Ironically one of the challenges facing the Avatar team is not just making the characters look realistic, but avoiding freaking out your audience once you do.

“The ‘uncanny valley effect’ refers to when figures, for all intents and purposes, look right but feels wrong,” Banehma explains. “And on Avatar that was a huge danger, we were afraid of our life to get into that. Whenever you do anything that’s photo-real there’s a danger of getting it look like a photograph but feel like there’s something amiss. It makes your audience feel uncomfortable and they’ve a hard time connecting with the character because it looks anatomically correct but feels dead or soulless. Not to knock other films in the slightest, but I think The Polar Express veered into that territory, it did feel uncanny, so it’s something you have to be very careful with.”

So there’s his vote for a visual effects gone astray, but which of 2010’s film does he think worthy of following in Avatar’s footsteps and scooping up a gong for visual effects this year?

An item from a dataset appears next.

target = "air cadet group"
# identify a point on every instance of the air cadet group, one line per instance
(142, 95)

“I think Inception was well done, I’m not sure if the effects are too traditional to win but I enjoyed the movie. Likewise, Tron:Legacy has to be a favourite too, though I thought Inception was a better movie overall, Tron has some crackerjack visuals and as a body of work it’s very strong. It depends if they want to go new or traditional.”

And what about hardcore traditionalists like myself, is there any hope that we’ll ever get to abandon our stupid 3D glasses in favour of some good old-fashioned 2D animation? “The movie industry is a business, and as given to fads as any other. I’m not sure we’ll ever see a resurgence of 2D the way it was, but there’s room in the industry. It just comes down to making a good movie. When I’m working on a project, whether 2D animation, 3D animation, the genre shouldn’t matter, and the methodology of making the movie shouldn’t matter. If you make a good movie, tell a good story and connect with the audience and you’ll do okay.”